Evaluation Matrix
Score options on explicit criteria. Never decide by vibe. The matrix exists so the user can see *which assumption* would have to flip for the recommendation to flip.
Process
- Pick criteria (defaults below; tailor with the user - ask one at a time).
- Weight criteria 1-5 (5 = decisive). Default: all 3.
- Score each option per criterion 1-5.
- Compute weighted total. Show top-2 plus the dark-horse.
- Run a sensitivity check: which single weight or score, if flipped, changes the winner?
Default criteria - software
| Criterion | What you're scoring |
|---|---|
| Outcome value | How much of the basic function is delivered. |
| Implementation effort | Inverse of cost. 5 = trivial. |
| Reversibility | How fast can we undo if wrong (5 = config flip). |
| Risk surface | Inverse of risk; data-loss/permission/migration weigh heaviest. |
| Operational burden | On-call, runbooks, dashboards, manual ops. |
| User comprehension | Will a typical user grok this without training. |
| Testability | Can we prove correctness before ship. |
| Architecture fit | Conformance with existing patterns; deviation costs more. |
| Time to feedback | How fast we'll learn if the bet is right. |
Drop any criterion the user explicitly waives. Add domain-specific ones (compliance, latency budget, infra cost) when relevant.

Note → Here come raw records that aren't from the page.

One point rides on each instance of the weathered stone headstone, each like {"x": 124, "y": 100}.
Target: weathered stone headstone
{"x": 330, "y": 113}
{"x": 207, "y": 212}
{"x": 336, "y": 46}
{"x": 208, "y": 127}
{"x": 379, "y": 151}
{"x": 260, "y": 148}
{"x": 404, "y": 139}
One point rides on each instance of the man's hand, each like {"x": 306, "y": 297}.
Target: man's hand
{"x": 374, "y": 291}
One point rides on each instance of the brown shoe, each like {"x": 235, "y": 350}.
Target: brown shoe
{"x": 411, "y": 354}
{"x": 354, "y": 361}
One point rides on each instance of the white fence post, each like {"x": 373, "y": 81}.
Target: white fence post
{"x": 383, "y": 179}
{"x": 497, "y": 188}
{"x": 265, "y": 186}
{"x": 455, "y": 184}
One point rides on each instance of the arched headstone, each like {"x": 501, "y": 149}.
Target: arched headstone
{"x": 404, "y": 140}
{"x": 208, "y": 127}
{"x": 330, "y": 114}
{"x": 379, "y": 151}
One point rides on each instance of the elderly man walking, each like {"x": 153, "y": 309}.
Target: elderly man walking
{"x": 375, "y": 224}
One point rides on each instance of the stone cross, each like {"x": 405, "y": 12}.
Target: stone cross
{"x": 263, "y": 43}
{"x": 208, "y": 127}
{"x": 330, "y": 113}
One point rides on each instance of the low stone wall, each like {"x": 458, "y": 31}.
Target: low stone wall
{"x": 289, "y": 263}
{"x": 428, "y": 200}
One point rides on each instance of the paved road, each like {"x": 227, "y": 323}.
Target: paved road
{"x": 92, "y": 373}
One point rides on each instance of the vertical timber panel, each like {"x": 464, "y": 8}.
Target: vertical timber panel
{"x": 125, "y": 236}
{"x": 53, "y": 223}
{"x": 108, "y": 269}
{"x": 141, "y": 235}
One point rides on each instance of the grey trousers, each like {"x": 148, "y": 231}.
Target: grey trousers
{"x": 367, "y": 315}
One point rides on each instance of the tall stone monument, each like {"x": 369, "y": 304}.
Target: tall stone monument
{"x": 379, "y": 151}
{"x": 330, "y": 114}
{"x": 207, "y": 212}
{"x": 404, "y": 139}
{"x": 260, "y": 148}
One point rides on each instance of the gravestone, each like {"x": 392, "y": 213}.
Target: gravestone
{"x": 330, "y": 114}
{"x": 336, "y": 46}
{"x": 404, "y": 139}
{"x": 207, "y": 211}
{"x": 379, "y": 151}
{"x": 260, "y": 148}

Default criteria - non-software
| Criterion | Notes |
|---|---|
| Outcome value | Movement toward the stated outcome. |
| Cost | Money + opportunity cost. |
| Time to value | Calendar weeks until benefit lands. |
| Stakeholder fit | Alignment with the people whose buy-in matters. |
| Reversibility | Cost to undo. |
| Risk | Severity x likelihood of negative outcomes. |
| Learning value | What we'll know we didn't know before. |
| Energy / morale | Will the team actually do it. |
Template
Options: A=<no-build>, B=<config-only>, C=<lean build>, D=<full build>, E=<dark-horse>
Criterion Weight A B C D E
Outcome value 5 1 2 4 5 3
Implementation effort 3 5 5 3 1 4
Reversibility 4 5 5 3 1 4
Risk surface 4 5 4 3 1 3
Operational burden 3 5 4 3 1 4
User comprehension 2 3 4 4 3 2
Testability 3 5 4 3 2 3
Architecture fit 3 5 3 4 3 2
Time to feedback 4 5 5 3 1 4
Weighted totals: (compute) - recommend top-2 + dark-horse.Sensitivity check
After the table, state:
- The winner.
- The single change that would unseat it (e.g. "if Reversibility drops to weight 2, D wins").
- Which assumption the user should challenge first.
Pitfalls
- Don't pad with criteria that don't differentiate options.
- Don't let the sponsor weight; weight first, then reveal the winner.
- If two options tie, run a sacrifice test (cut the most expensive function in each) before adding more criteria.